Cada año por estas fechas vienes a verme.
Pides días en el trabajo, recorres miles de
kilómetros y vuelas
hasta el otro lado, mi lado, del mundo. No sé si porque me recuerdas
de
verdad. O para comprobar que sigo ahí, debajo de la lápida, bien
tranquila y muertecita.
Pues sí, no te preocupes. Ni te gastes más
dinero en viajes que no te llevan a ninguna
parte. Sigo aquí, bajo
la lápida que me pusieron encima los sepultureros, contemplando el
cielo azul de la sierra que me vio nacer. Y abrigada por una manta de
piedras y flores de
colores que, a veces, las señoras del lugar nos
ponen para que la Muerte no nos de tanto
frío. Ya sabes, cosas y
tradiciones de este pueblo que tanto detestabas.

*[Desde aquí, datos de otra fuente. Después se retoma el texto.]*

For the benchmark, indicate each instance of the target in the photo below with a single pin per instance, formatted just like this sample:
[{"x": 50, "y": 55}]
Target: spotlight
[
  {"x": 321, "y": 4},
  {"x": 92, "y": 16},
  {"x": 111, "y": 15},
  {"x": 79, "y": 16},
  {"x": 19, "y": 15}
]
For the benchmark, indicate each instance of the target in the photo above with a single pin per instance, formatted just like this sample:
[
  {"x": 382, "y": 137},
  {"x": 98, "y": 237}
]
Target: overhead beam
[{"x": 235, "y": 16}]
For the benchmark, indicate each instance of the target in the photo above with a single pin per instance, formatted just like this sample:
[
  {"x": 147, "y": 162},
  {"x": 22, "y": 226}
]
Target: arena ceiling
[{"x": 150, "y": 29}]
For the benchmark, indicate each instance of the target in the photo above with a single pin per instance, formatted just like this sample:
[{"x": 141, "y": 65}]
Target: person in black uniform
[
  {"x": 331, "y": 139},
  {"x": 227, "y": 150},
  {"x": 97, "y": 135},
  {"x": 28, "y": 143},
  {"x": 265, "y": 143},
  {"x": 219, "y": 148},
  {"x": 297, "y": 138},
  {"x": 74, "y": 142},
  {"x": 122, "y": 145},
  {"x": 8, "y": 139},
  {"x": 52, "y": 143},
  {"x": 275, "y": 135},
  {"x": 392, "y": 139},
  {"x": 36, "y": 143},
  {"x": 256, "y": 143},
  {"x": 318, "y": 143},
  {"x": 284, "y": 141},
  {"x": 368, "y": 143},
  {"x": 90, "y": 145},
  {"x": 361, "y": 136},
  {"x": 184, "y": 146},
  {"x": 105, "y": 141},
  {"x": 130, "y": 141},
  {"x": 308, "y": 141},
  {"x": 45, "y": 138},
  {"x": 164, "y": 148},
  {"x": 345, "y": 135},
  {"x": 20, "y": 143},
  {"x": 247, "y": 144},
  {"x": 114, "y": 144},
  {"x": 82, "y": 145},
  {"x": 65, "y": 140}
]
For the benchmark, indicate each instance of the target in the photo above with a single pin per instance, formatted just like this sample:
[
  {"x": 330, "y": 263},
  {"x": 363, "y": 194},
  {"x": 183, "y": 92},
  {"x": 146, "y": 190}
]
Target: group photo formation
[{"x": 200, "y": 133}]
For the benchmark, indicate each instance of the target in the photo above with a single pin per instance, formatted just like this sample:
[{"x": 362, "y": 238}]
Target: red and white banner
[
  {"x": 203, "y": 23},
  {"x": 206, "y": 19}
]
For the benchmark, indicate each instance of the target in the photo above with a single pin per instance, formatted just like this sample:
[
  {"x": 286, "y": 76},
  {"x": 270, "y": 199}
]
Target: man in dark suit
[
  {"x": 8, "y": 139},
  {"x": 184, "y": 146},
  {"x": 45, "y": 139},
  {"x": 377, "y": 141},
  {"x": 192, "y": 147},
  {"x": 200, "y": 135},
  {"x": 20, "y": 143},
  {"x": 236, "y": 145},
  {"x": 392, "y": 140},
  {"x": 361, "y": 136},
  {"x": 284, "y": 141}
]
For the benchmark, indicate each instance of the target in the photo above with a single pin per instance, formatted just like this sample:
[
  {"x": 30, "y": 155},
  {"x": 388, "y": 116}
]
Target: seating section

Me adoraste la primera vez que me viste.
Una princesa morena como tú se merece un
palacio de verdad, me
dijiste.
Y yo te creí. ¿Cómo no iba a creerte?
Tan alto, tan guapo, tan fuerte, tan aventurero, tanto
mundo habías
visto, con tantos dientes blancos cuando sonreías… me robaste el
corazón
Pero quisiste cambiarme, y con tus aires de
europeo que ya se lo sabe todo me llevaste
lejos. Y me separaste de
mi tierra, volamos sobre un enorme mar azul y me llevaste a tu
casa.
Que no era un palacio precisamente. Ni yo fui tu princesa de cuento.
Aunque reconozco que sí tuvimos una boda
preciosa: comimos totopos
de maíz, tamales
, pozole, chiles en nogada y un mole de pollo que me
supo a gloria. Y de postre una torta
gigante de tres leches. No podía
ser más feliz. Y cuando entró el grupo de música y tocó
aquellos
sones en la marimba creí ahogarme en lágrimas de felicidad. Me
sentía de verdad
una princesa. Sobre todo con aquel vestido,
una maravilla de tules y volantes y brillos y
flores...
Y con la banda con los colores de mi país y el tuyo rodeándome.
Excesivo, dijo tu madre, torciendo el
gesto. Nunca le gusté. Ni ella a mí tampoco, no te lo
dije. Pero
esa fue una de las razones por las que no fui feliz a tu lado. Ni tú
junto a mí. Y así,
tras el impacto primero del exotismo de la
indígena, llegaron tantas cosas malas.
Te digo todo esto ahora en esta, que espero
sea tu última visita, mientras fotografías la
ermita que algún
antepasado tuyo construyó. Lo digo sin rencor. Eran otros tiempos.
Confío en que en este viaje me digas adiós
para siempre. Y conozcas de verdad mi querido
país. Como yo intenté
amar al tuyo el poco tiempo en el que viví en él.
Pero conociéndote nunca te quitarás el
cristal que tinta tus ojos occidentales de una verdad
que no es
universal.
Disfruta de la comida, de las tradiciones y
de la gente. Y cuídate la úlcera, amorcito. Te
ponías muy feo
cuando se te torcía la cara. En eso eres igual que tu madre.